Happy end (2017) FRA di Michael Haneke
La ricca famiglia dei Calais si trova a vivere in un paese non lontano da un campo di rifugiati, i cui abitanti vivono in condizioni di estrema povertà, ma ai quali prestano poco attenzione.
Haneke prosegue nella sua analisi entomologica delle storture morali e mentali della borghesia. Il suo cinema nichilista riprende la vita di un gruppo di famiglia arido ed egocentrico in cui ognuno vive disperato ed insensibile. Il vuoto etico che sottosta ad ogni atto comporta la deviazione anche dei più piccoli, cresciuti in un deserto di sentimenti, abituati al sadismo ed insensibili alle sofferenze.

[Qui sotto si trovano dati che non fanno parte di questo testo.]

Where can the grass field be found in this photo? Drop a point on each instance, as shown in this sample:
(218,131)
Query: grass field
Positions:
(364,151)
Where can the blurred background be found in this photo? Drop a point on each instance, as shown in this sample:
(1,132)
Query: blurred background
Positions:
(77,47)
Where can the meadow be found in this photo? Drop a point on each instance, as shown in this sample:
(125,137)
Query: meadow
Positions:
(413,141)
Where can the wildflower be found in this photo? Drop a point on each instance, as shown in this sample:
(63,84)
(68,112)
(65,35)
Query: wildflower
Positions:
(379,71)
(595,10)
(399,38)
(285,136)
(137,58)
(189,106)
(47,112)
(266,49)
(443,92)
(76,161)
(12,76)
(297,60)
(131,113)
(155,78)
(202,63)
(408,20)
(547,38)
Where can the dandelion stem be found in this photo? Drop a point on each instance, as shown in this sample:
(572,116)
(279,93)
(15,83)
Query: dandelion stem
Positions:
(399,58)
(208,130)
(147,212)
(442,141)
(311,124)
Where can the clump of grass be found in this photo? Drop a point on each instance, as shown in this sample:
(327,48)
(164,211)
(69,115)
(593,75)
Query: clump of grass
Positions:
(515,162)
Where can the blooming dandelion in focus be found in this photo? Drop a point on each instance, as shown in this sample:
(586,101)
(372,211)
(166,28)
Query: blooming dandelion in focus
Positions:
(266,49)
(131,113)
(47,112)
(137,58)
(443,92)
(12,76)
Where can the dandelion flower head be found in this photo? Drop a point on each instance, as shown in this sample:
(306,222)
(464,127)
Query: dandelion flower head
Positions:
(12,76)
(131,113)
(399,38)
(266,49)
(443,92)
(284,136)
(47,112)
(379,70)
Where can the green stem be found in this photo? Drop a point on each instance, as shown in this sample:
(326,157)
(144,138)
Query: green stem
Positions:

Le varie tappe della vita sono descritte attraverso personaggi esemplari. Eve, appena adolescente, uccide il proprio criceto, spia la chat del padre leggendo i messaggi pesantemente sessuali inviati alla propria amante. Il padre, Thomas, non riesce ad amare. Prende con sè Eve perchè non può fare diversamente (la madre è in ospedale), ma non riesce a non essere anaffettivo, nonostante le parole accorate che pronuncia. Anche la sorella di Thomas, Anne manifesta le stesse tendenze. Non può fare a meno di umiliare il proprio figlio inetto. George, il capostipite, desidera solo morire, piegato dalla vecchiaia, ma non mostra mai segni di empatia, concentrato in un egocentrismo che evidentemente lo ha sempre caratterizzato.
La morte di un operaio immigrato nel loro cantiere è così solo un momento disturbante, ma non devia minimamente la loro esistenza, ormai destinata verso un tramonto perfido e degenerato.
Tutto questa decadenza è centrale nell’opera di Haneke che punta allo shock finale, ma non è altrettanto riuscito nell’equilibrio tra farsa e tragedia, tra la sorpresa e l’avvilimento.